How to train your program verifier

Author: Halley Young, Nikolaj Bjørner

Dragon Training

What if you asked your favorite AI agent:

Produce mathematics at the level of Vladimir Voevodsky, Fields Medal-winning, foundation-shaking work but directed toward something the legendary Nikolaj Bjørner (co-creator of Z3) could actually use?

It was the start of our journey creating the a3 framework for generating Advanced Automated Analysis engines. We used the framework to create the a3-python verifier for Python. We chose Python because it is used widely by humans and LLMs, but is shunned by program verification tools due to its complexity.

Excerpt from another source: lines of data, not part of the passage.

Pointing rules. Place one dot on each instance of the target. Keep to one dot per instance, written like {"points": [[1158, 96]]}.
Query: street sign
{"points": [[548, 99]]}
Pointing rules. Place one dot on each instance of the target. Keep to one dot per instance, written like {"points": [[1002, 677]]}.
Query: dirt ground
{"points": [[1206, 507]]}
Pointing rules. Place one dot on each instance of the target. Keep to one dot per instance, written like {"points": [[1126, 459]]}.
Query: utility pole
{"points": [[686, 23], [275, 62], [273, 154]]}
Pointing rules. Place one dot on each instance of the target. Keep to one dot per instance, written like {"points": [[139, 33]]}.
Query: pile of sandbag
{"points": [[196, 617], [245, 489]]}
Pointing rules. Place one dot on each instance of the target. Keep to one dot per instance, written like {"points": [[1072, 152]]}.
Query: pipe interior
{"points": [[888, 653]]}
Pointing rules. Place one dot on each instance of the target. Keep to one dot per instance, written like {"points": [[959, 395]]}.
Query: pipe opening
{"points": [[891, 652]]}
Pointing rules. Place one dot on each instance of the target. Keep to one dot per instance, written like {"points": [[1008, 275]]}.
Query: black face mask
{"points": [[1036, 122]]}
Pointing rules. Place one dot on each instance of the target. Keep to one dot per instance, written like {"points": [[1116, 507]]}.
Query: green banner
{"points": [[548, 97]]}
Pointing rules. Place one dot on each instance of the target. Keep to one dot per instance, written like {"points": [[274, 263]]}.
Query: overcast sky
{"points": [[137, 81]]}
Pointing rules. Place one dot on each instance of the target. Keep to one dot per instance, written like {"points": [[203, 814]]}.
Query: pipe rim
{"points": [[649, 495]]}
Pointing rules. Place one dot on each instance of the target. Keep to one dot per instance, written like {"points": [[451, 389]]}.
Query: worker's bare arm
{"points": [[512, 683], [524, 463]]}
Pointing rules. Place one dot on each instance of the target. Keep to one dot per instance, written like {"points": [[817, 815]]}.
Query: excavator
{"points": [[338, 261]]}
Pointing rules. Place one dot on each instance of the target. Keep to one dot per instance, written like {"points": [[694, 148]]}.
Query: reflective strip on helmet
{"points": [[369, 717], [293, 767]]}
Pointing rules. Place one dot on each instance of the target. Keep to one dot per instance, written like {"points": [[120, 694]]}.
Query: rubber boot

For decades, researchers have developed verification tools while grappling with a fundamental challenge: scaling verification to mainstream languages. The difficulty stems both from the complexity of rich type systems and semantics, and from the need to continuously evolve verification tools in lockstep with rapidly changing language features. At the same time, LLM‑based code synthesis—while mind-numbingly effective—is not grounded in unambiguous semantics and cannot serve as a reliable source of truth. Yet the combination of (still mind-numbing) agent‑driven code synthesis and increasingly powerful verification infrastructure creates a new opportunity: to build tools that are grounded in formal methods and applicable in domains where no mortal would reasonably hand‑craft a verifier.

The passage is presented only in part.